A Plan to Help Save Nonprofits

Where is the bunker mentality, the hunker-down discipline, the emergency perspective, the feet-to-the-fire policy response to assisting youth-serving (and other) nonprofits in this recession?

I just don’t see it.

In normal times, public and private funders and nonprofits engage in a kind of benign symbiotic dance. (Symbiosis: “close and often long-term interactions between individuals of two [or more] different species.”) The species somehow work out differences, funds are transferred to support the nonprofits, and the nonprofits in turn meet their obligations, from serving youth to reporting news to refining program models.

In good times, the two sectors – funders and nonprofits – do good work together. It often seems to work out like a happy ending of a wildlife documentary on the Discovery Channel.

But these are not normal or good times. Consider the Obama administration’s urgent actions to save the credit markets, banking sector, auto industry and more. The ante was raised in large, scary, audacious and creative ways from those sectors’ normal patterns of long-term symbiosis. Business is not as usual.

But when it comes to survival of nonprofits, government and philanthropic leaders merely dispense sound but somewhat anemic advice to grantees:

To combat the conditions triggered by the recession, nonprofit leaders are told to seek a diversified funding base, seek a shift toward general support from project-based funding, and collaborate more – or even merge – with other organizations. They are all good, helpful and useful recommendations – but hardly the dramatic measures President Barack Obama has taken in other areas.

In contrast, the Independent Sector (independentsector.org) has sought a dramatic policy initiative to help save the vast landscape we call the nonprofit sector. The policy proposals described here should be better known in the youth-serving field. Sadly, the initiative did not make it into the national recovery package. Similar proposals have been developed and promoted by other prominent groups, such as the Council on Foundations.

We need to push now to achieve passage of the proposals.

Independent Sector and the Council of Foundations recommend (quoting liberally from their websites) policy changes in these areas:

• Foundation excise tax: Reform the excise tax on foundation net investment income, which “discourages foundations from increasing their giving in times of greatest need.” Now, a significant increase in spending for one year can trigger a five-year increase in the tax rate for investment income. It seems reasonable to me to seek tax relief measures to help the donor community step up and contribute more to the recession’s pressing effects on families.
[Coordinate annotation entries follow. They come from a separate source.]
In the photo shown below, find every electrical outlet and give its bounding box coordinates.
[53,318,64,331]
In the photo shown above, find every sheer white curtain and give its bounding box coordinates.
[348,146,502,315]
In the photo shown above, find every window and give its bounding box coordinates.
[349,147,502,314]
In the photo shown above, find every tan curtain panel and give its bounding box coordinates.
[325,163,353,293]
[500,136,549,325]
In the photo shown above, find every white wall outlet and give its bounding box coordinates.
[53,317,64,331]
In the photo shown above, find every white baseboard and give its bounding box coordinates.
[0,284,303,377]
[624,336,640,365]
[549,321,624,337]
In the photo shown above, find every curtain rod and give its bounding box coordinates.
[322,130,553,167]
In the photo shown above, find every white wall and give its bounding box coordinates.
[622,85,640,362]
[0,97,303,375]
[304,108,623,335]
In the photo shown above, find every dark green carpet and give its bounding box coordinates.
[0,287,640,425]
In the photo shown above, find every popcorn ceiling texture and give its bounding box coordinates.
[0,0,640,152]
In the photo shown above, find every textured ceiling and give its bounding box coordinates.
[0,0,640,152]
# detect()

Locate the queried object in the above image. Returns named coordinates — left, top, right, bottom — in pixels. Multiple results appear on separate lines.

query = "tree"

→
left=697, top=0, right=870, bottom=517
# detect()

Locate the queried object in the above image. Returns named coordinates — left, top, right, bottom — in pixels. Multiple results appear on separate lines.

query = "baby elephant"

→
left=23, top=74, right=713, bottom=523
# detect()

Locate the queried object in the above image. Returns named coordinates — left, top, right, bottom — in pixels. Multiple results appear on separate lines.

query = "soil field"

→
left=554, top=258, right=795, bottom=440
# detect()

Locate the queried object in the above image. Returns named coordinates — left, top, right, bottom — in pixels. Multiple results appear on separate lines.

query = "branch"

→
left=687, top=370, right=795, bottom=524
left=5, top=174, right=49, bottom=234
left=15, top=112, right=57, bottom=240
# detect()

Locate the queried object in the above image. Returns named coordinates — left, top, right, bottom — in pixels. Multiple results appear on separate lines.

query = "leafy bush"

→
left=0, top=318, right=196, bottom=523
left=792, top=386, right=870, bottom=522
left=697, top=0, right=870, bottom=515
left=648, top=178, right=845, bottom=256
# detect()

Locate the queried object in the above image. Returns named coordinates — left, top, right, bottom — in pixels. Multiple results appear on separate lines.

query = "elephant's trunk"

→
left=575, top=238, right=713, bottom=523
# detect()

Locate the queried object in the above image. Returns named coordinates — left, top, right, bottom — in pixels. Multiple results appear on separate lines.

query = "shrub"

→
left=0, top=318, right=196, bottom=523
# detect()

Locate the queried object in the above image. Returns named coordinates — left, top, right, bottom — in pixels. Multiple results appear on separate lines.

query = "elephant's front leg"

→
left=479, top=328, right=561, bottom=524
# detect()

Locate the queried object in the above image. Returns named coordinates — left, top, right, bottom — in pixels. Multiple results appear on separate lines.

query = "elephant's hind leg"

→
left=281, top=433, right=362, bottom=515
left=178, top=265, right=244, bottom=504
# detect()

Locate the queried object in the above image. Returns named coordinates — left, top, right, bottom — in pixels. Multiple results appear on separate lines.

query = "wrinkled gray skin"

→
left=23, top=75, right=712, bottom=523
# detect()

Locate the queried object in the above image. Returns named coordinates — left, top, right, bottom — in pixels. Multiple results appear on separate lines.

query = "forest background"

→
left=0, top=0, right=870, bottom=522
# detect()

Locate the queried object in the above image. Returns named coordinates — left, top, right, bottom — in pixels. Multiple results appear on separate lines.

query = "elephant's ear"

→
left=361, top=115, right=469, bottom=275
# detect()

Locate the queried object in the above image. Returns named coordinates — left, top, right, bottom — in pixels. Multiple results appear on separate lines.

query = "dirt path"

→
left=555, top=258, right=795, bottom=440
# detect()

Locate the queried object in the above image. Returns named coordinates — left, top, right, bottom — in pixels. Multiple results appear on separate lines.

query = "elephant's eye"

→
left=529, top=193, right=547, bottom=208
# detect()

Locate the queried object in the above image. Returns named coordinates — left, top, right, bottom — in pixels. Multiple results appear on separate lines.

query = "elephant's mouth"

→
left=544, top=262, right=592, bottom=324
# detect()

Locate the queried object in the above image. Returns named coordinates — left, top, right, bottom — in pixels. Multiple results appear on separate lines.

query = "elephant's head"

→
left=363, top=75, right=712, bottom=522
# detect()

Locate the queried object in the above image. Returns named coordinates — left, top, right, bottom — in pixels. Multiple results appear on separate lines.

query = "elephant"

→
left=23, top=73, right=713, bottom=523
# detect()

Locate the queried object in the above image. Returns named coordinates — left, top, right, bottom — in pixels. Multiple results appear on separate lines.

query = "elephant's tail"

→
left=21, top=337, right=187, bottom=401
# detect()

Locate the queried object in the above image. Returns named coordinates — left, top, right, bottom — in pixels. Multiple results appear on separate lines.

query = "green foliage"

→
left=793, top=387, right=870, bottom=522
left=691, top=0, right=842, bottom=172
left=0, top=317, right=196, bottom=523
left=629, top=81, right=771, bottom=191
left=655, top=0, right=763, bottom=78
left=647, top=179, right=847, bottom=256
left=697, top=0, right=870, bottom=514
• Individual giving: Reform the caps on the amount of tax-deductible contributions individuals can claim on their tax returns, and remove the limits on how much individuals can contribute tax-free to charitable nonprofits through their Individual Retirement Accounts.

• Volunteer mileage: Increase the amount volunteers can deduct for use of their personal automobiles to deliver services to people in need; it is set by law at 14 cents per mile, compared with 55 cents per mile for private use of a vehicle for a business. This proposal might seem cosmetic, but really it’s a tip of the hat to the tens of thousands of volunteers in the United States. Helping them a little more with their volunteering-related expenses provides an incentive for them to keep doing what they’re doing, or even to do more.

• Emergency bridge loans (my favorite): Establish an essentially deficit-neutral emergency loan program to make credit available to nonprofits to bridge funding gaps resulting from state reimbursement delays. Provide incentives to states to make payments on time to nonprofits with which they have contracts.

Some may say that nonprofits are just trying to get a cut of the very lucrative support that has been given to the nation’s financial sector. However, passage of even one of these policy measures would benefit donors greatly, as well as their nonprofit partners, including youth programs.

These proposals are worthy of the youth field’s consideration.

Youth policy isn’t just about regulations for new kinds of community youth programs, nor is it just about advocating for new or continued funding. Youth policy is also about strengthening government, improving and assisting philanthropy, and repairing major structural barriers in the nonprofit field.

Andrew Hahn is professor and director of the Sillerman Center for the Advancement of Philanthropy at Brandeis University’s Heller School for Social Policy and Management.